To check the truth of this equation, since $0\leq M\leq n-1$ it is enough to show that $M^{ed}\equiv M\mod n$ . Now $p$ and $q$ are distinct primes and so this amounts to show that $M^{ed}\equiv M \mod p$ and $M^{ed}\equiv M \mod q.$

Example 8.18. Show that $M^{ed}\equiv M \mod p$ and $M^{ed}\equiv M \mod q.$

The signature function

Now we describe how to make digital signature using RSA. A document or file is passed through a “hash function” to obtain an integer $M$ . A signature is generated (by the user who knows the private key) as

S=M^d \mod n<L

The receiver gets the document and $S$ , as well as the public key $(n,e)$ . They also use the hash function to compute $M$ and then verify the equation

M =S^e\mod n

Efficiency and Security

For the method to be useful, two properties are required:

(Efficiency) It must be possible to carry out the arithmetic involved in selecting $p,q$ and $d$ , and in calculating the encrypted and decrypted numbers reasonably quickly (by computer), given the relevant keys.
(Security) It must be prohibitively costly to decrypt the encrypted version of the message without possession of the private key.

Selecting $p,q$ and $d$

First, one selects $p$ and $q$ of the desired size using the primality test mentioned above.

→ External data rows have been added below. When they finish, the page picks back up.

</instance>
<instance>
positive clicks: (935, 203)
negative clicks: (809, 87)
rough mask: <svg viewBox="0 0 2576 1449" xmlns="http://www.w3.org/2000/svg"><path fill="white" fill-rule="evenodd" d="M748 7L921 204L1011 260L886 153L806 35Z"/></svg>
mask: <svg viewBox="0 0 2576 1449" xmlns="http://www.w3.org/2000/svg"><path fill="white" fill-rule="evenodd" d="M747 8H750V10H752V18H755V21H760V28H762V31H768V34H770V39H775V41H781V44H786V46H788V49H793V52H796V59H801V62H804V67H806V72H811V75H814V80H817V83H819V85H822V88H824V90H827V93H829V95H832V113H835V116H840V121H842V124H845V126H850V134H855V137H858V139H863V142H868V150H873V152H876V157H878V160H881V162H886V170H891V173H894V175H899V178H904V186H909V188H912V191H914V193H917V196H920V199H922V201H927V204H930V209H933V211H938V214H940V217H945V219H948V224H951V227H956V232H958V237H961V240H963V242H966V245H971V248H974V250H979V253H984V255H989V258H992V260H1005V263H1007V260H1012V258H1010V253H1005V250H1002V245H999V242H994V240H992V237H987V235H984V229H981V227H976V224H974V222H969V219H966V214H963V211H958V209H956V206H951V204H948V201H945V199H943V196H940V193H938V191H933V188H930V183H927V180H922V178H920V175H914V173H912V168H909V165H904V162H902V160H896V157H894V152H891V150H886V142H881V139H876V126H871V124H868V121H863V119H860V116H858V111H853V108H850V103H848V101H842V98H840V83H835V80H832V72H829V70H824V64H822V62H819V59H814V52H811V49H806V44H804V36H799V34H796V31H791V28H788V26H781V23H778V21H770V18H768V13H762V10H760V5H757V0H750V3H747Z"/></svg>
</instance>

Next, to select $d$ , it is sufficient to take a prime number larger than $p$ and $q$ (and below $pq$ ) since all prime factors of $(p-1)(q-1)$ must be less than any number so chosen.

To perform the encryption and decryption, we have to see how powers $\mod n$ can be rapidly computed.

Example 8.19. Compute $10^7\mod 3233$ using just 9 multiplications.

In general, if $e$ has $k$ binary digits, $l$ of them 1s, in its binary expansion, then it will require $k+l-2$ multiplications $mod n$ to evaluate $M^e \mod n$ which is $O(\log n).$

Cost to decrypt without private key?

A justification of property 2 is more a matter of faith at present, but certainly no easy method of decryption is known which does not essentially involve factorization of $n$ .

Given that the system stands or falls on the difficulty of factorizing large numbers, how large do $p$ and $q$ have to be to make it reasonably secure? At present there are algorithms known which will factorize numbers of over 200 digits using massive distributed computation, so allowing for possible improvements in this it seems safe for the moment to employ primes $p$ and $q$ of at least 1000 bits (i.e., 300 digits; so that $n$ will have about 600 digits).